Figure 1 This low-cost pulse-width modulator performs analog division. Inputs VA and VB control this low-cost pulse-width modulator, and a lowpass filter follows it.
Representing the calculation's denominator, an input voltage, VB, drives IC2's discharge pin through a resistive-voltage divider comprising R3 and R4. Regardless of IC2's frequency of oscillation, a pulsed voltage appears at IC2's Pin 7 with the same duty cycle as IC2's output signal at Pin 3 and an amplitude of 0V to VB/2. A voltage follower, IC1B, buffers IC2's discharge output and drives a lowpass filter comprising R8 and C3, yielding a voltage that equals VB/2 multiplied by IC2's duty cycle. A second resistive voltage divider, R6 and R7, halves the numerator-input voltage, VA, and applies the signal to integrator IC1A, along with the output from the lowpass filter, R8 and C3. The integrator's output voltage drives current through R2 into C1, creating a bias voltage that in turn controls IC2's output pulse width and forming a feedback loop.

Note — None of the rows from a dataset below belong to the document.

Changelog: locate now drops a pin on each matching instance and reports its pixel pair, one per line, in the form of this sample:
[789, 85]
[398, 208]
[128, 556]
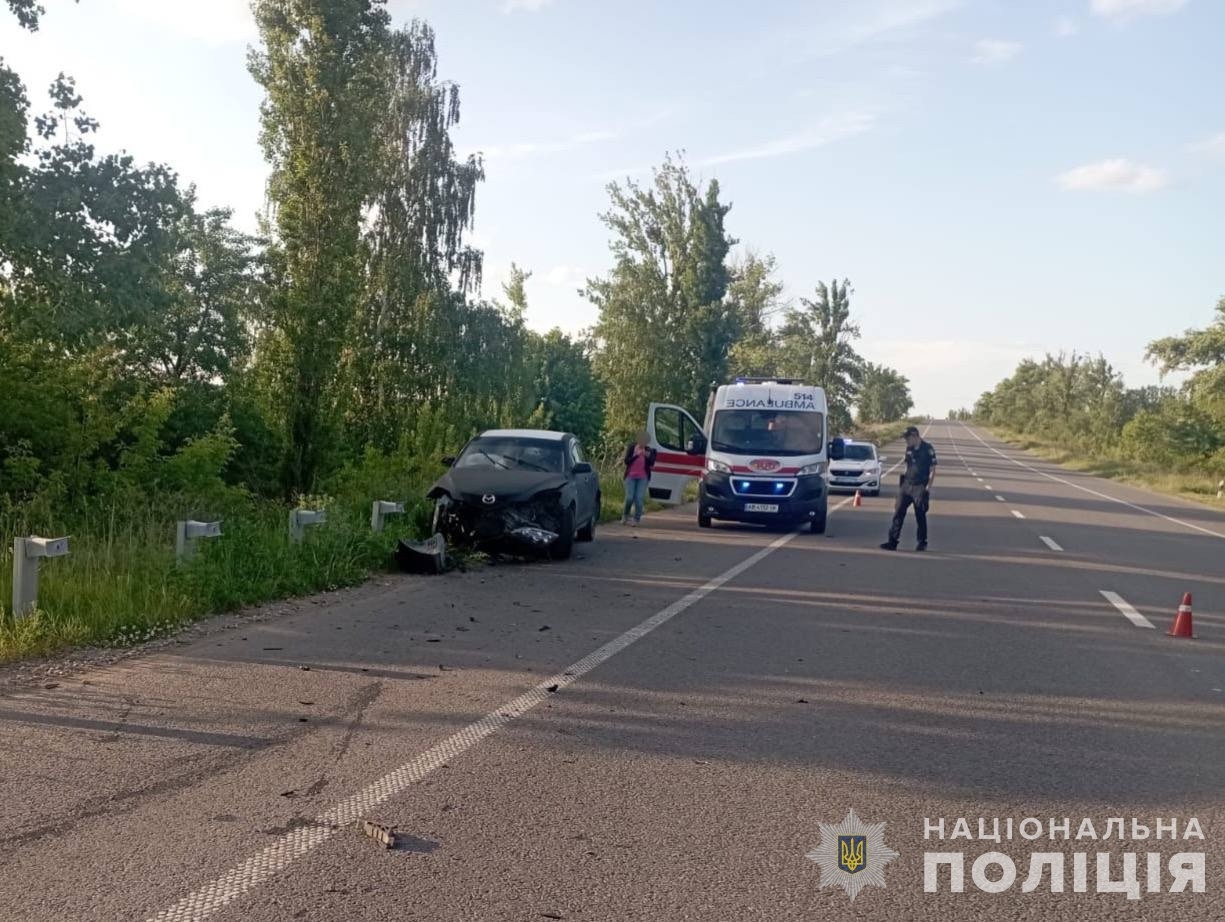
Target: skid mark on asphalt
[1126, 610]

In operation, the feedback loop forces IC2's duty cycle to equalize the voltages at IC1A's Pin 2 and Pin 3, such that VB multiplied by the duty cycle equals VA, or the duty cycle equals the ratio of VA to VB. IC2's output at Pin 3 comprises a 0 to 5V pulse waveform. The feedback circuit controls this waveform and in turn drives a lowpass filter, R5 and C4, to generate a dc-output voltage equal to 5V multiplied by the pulse width, or VA×5V/VB.